Acquiring an additional bricks and mortar asset on the basis of anything other than the science of investing and what that means for you personally, can have undesirable consequences.
Timing your next property investment should be based on facts and figures above all else, and in direct alignment with your overall investment strategy and objectives.
Unfortunately, a lot of property investors fall short when it comes to planning and in turn, end up purchasing property based, not on careful analysis of their personal position, but advice from a friend or family member, ill begotten financial planning (where they’ve been peddled a product instead of receiving impartial guidance) and overall market sentiment – i.e. because everyone else is doing it.
However if you follow these 6 fundamental steps, ensuring the timing of your purchase comes down to careful consideration of where you are now and where you want to be in the future, you’ll be less inclined to react to market changes and more likely to be a pro-active property investor. And it’s this distinction that sorts the ‘dabblers’ from the wealthy success stories.
1. Review your financial position
There’s really no point doing anything else until you ascertain whether or not you have the financial capacity to purchase another addition to your property portfolio. Researching markets and talking to mortgage brokers is putting the cart before the horse if you haven’t reviewed your current equity position.
Are you able to refinance any existing property(s) to take advantage of the current low interest environment?
2. Can you sustain another property investment?
Once you know another mortgage is achievable, the next question is; do you have the serviceability to sustain an additional asset and associated costs? How healthy is your cashflow position? Are you able to comfortably meet your existing repayment obligations? Do you have the income – rental and work based – to service an additional loan?
And it’s not just whether your existing equity will cover the deposit and costs for a new property investment, but also an increased cashflow buffer so you have something stashed away in case any maintenance issues arise, or extended vacancy periods mean your rental income stalls.
Basically – can you afford another property investment not only now, but in five, ten or twenty years from now?
3. Does it align with your investment strategy?
The first thing you need to do in order to succeed in property investment is identify your objectives and then work out a plan to help you reach those goals, with minimal risk along the way.
A sound investment strategy requires detail, including how many properties you intend on collecting in your portfolio throughout the accumulation phase and how long you need to hold them for in order to realise the necessary return on investment.
Of course you could find your portfolio allows a more robust accumulation phase than you first thought financially viable, in which case you might decide to take advantage of fortuitous market fundamentals to purchase outside of your initial plan.
But overall, it’s best to stick with your strategy. Doing so will reduce your risk of being sold questionable assets tied up in the latest fads, or being distracted by market noise.
4. How is the market placed?
While timing the market is not as critical as following a well devised investment plan, ideally you don’t want to be buying when prices are high and competition is fierce.
Take today’s market for instance.
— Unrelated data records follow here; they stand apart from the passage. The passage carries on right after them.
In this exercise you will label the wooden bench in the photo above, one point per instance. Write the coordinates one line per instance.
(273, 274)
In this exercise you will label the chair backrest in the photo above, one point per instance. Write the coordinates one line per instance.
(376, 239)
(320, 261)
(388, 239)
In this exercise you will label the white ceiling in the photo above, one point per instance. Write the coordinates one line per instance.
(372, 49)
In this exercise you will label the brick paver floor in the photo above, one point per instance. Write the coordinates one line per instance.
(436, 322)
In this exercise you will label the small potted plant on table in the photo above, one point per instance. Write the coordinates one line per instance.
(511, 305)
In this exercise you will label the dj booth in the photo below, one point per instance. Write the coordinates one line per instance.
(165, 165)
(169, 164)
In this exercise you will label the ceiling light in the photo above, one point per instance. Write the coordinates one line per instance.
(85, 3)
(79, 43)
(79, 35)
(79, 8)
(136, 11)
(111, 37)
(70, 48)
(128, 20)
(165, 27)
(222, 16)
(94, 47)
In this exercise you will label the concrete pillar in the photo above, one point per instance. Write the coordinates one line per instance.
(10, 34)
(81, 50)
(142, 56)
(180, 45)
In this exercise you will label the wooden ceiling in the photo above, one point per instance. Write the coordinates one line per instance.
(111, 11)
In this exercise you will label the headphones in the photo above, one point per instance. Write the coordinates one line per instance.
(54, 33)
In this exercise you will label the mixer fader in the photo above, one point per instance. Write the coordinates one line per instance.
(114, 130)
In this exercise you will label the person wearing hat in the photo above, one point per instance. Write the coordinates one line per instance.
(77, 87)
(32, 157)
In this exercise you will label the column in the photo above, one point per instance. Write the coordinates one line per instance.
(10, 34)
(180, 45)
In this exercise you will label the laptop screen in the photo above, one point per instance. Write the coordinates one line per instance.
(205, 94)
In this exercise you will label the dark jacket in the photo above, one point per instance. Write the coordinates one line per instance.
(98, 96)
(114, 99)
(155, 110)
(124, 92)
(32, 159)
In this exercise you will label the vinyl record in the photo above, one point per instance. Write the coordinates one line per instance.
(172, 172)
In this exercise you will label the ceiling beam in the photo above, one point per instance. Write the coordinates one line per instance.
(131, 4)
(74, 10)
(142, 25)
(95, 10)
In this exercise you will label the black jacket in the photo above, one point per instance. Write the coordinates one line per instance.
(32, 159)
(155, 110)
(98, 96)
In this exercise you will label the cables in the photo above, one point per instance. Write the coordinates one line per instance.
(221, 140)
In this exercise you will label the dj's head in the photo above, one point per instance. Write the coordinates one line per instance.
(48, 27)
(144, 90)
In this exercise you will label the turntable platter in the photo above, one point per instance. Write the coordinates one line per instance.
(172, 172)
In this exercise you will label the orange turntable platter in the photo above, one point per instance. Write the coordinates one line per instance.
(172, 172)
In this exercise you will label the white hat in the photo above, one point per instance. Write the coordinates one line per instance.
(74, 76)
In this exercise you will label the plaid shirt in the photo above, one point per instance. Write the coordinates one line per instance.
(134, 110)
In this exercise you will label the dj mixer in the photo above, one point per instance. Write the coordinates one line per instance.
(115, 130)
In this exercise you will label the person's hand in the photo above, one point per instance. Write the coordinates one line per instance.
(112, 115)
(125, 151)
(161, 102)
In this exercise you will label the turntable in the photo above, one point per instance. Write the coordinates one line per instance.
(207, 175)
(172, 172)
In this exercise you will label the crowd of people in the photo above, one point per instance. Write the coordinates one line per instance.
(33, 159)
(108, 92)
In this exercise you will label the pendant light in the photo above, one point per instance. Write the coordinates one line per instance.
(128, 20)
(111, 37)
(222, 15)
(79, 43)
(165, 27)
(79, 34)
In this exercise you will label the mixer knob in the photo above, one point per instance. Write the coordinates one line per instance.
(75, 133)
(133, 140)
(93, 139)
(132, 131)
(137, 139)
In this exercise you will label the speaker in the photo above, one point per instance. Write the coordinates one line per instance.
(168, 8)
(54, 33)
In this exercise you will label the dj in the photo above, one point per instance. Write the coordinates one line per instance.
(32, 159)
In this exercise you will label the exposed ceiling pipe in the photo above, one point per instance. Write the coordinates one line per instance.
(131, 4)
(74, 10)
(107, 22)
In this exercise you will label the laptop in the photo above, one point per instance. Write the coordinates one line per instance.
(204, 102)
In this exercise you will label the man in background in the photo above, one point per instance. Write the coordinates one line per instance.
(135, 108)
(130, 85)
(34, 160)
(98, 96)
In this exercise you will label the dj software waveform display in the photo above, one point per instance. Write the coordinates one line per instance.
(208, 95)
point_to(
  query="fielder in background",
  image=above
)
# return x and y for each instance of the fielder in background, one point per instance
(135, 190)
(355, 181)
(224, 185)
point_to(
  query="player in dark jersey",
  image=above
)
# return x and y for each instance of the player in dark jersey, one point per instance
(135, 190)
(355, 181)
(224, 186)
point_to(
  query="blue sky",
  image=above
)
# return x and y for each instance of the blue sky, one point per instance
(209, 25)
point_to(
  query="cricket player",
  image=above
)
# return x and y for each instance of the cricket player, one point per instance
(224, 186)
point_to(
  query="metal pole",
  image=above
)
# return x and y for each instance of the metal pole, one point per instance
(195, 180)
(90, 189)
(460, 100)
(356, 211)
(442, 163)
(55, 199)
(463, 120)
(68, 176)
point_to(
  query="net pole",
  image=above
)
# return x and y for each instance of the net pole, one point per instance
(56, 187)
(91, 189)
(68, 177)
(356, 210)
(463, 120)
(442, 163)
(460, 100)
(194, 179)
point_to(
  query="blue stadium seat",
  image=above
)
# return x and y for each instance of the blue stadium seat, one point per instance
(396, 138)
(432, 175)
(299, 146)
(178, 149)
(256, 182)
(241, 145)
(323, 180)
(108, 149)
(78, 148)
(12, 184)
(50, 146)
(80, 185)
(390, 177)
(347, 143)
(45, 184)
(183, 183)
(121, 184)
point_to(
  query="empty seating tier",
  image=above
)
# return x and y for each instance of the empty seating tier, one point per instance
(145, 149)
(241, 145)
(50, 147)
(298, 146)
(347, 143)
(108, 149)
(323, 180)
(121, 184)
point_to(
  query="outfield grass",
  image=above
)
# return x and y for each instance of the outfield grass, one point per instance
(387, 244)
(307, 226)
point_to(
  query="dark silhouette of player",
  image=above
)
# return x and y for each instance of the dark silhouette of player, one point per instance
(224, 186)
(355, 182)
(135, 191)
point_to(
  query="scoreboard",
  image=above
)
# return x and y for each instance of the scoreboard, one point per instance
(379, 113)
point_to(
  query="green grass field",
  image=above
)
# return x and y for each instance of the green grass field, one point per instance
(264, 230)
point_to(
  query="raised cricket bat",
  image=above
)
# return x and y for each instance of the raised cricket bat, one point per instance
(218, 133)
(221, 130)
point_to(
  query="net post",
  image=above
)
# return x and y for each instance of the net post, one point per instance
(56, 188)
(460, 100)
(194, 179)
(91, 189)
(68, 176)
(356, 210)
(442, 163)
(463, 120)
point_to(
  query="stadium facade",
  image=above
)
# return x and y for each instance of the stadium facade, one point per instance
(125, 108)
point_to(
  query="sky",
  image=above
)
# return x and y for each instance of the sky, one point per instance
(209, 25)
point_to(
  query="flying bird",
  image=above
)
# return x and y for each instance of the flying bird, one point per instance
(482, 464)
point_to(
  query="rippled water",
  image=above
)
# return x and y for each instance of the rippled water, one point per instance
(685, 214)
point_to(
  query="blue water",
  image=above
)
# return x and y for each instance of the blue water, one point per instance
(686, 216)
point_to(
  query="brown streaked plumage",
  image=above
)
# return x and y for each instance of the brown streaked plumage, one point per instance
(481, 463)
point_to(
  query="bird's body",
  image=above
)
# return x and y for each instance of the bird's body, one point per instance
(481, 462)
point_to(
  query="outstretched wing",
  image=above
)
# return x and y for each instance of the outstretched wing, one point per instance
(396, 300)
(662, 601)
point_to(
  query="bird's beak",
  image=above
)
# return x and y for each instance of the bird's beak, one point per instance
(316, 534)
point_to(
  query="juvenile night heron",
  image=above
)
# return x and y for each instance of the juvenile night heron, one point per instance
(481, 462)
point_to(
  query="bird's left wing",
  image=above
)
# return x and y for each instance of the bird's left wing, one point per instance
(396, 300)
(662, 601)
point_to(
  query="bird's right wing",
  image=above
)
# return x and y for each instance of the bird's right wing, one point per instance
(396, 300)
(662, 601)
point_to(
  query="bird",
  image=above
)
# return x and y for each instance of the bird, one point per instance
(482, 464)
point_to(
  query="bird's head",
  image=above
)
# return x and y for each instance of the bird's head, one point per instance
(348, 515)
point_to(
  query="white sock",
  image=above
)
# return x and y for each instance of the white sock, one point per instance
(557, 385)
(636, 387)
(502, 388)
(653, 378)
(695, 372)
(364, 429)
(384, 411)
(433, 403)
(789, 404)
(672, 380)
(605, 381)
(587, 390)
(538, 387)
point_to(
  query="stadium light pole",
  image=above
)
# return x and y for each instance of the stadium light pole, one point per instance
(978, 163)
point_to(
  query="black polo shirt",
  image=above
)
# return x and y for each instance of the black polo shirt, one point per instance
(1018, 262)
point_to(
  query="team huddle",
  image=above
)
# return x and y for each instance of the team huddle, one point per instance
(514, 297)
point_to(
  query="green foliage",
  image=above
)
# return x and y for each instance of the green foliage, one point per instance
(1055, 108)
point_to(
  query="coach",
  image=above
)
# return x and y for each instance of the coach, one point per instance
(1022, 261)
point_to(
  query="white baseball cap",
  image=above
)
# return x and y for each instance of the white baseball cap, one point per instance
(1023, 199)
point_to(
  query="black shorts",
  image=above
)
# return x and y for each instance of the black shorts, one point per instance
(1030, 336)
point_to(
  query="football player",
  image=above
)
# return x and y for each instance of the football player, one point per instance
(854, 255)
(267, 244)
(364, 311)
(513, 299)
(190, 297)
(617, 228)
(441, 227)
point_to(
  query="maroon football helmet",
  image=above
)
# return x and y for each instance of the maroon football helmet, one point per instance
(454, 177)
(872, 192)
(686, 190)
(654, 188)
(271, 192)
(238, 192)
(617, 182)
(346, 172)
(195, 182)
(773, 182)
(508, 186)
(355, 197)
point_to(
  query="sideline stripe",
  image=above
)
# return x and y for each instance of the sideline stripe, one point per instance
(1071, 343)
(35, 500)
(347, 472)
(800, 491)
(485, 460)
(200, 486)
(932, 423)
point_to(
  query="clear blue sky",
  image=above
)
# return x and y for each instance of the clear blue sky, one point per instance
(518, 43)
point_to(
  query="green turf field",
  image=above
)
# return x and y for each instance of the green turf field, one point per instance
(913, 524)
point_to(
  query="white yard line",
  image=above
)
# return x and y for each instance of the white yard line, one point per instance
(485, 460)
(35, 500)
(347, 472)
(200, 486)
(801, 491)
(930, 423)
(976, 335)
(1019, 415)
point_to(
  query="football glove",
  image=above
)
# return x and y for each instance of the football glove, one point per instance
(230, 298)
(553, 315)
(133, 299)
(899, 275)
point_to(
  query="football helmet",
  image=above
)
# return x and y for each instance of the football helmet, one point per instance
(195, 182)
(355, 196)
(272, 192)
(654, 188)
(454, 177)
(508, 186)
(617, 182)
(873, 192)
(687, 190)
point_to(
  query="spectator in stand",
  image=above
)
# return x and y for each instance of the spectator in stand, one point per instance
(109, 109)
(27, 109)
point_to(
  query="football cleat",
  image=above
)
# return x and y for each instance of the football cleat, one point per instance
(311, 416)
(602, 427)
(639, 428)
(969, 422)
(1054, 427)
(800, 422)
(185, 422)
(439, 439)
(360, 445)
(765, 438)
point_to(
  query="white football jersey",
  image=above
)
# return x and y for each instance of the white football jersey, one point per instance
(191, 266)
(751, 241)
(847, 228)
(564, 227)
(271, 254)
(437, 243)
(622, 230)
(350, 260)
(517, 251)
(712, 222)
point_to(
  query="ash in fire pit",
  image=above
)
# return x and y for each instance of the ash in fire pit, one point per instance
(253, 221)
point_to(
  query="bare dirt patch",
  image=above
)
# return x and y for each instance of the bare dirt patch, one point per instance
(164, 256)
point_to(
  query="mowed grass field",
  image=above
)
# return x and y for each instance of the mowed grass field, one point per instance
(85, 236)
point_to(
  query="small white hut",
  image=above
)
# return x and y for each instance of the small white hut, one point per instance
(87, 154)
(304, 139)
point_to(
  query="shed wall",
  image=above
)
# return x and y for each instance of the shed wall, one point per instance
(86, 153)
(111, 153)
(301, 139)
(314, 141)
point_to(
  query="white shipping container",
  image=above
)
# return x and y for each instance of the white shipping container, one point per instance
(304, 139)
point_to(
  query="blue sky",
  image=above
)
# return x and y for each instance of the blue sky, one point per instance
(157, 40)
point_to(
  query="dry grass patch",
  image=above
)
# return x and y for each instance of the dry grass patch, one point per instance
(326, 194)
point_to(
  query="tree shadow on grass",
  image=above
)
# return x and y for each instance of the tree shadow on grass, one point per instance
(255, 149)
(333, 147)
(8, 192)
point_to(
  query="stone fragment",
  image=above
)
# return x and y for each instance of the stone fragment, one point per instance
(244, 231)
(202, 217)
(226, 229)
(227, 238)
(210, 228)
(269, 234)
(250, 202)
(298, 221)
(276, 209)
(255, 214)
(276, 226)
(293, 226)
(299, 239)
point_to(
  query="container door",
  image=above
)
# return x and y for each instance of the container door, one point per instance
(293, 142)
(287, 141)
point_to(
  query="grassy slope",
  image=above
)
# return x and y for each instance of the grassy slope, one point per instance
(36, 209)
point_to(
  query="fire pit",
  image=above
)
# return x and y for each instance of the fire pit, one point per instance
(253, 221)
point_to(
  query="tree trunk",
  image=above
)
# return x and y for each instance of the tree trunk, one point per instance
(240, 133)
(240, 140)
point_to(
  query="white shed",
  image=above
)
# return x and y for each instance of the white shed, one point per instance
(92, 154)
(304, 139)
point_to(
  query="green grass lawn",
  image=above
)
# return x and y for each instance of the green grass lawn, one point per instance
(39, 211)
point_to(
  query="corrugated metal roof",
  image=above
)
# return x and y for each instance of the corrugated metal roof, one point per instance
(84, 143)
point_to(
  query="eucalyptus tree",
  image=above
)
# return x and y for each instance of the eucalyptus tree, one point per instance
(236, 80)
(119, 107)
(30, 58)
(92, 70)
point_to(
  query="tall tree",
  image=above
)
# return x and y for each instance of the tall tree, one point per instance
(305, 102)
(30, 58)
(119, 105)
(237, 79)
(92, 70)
You need to weigh up the benefits of lower interest rates that could last for another 12 months, before starting to move back up and take your loan repayments with them, versus the potential to pay over-inflated prices for properties in suburbs where buyers are scrambling for dwellings.
This is a tough one, because a lot of the hype we hear around property markets often isn’t a true reflection of what’s actually going on at the coalface. So at this stage, you are well advised to seek the counsel of a professional, experienced buyer’s agent who can give you better insight on local values and the overall state of play.
5. Review your portfolio
Before you think about adding or subtracting, you need to undertake a detailed and honest review of your property portfolio. Are your current assets performing as required?
Does anything need tweaking to increase your cashflow or equity position? For instance, is there a property that could use a bit of a cosmetic makeover to increase your returns and capital?
A portfolio health check should be performed annually, not just so you know you’re still on track, but to determine whether changes or additions need to be made to the assets you’re holding.
6. Talk to your mortgage broker
Once you’re confident that you have the financial capacity to acquire an additional property investment and the timing is right for your overall investment journey, it’s time to take action.
Speak to your mortgage broker to determine the best way to introduce new debt into your existing finance structure and work out a plan for refinancing as required.
Ultimately it comes down to your degree of comfort as an investor when considering your next property purchase. Working through these steps will give you a good starting point to feel confident in your decision to add to your portfolio, and should also provide greater clarity in terms of the type of property you need to be looking for – the type of property that will boost your long term gain.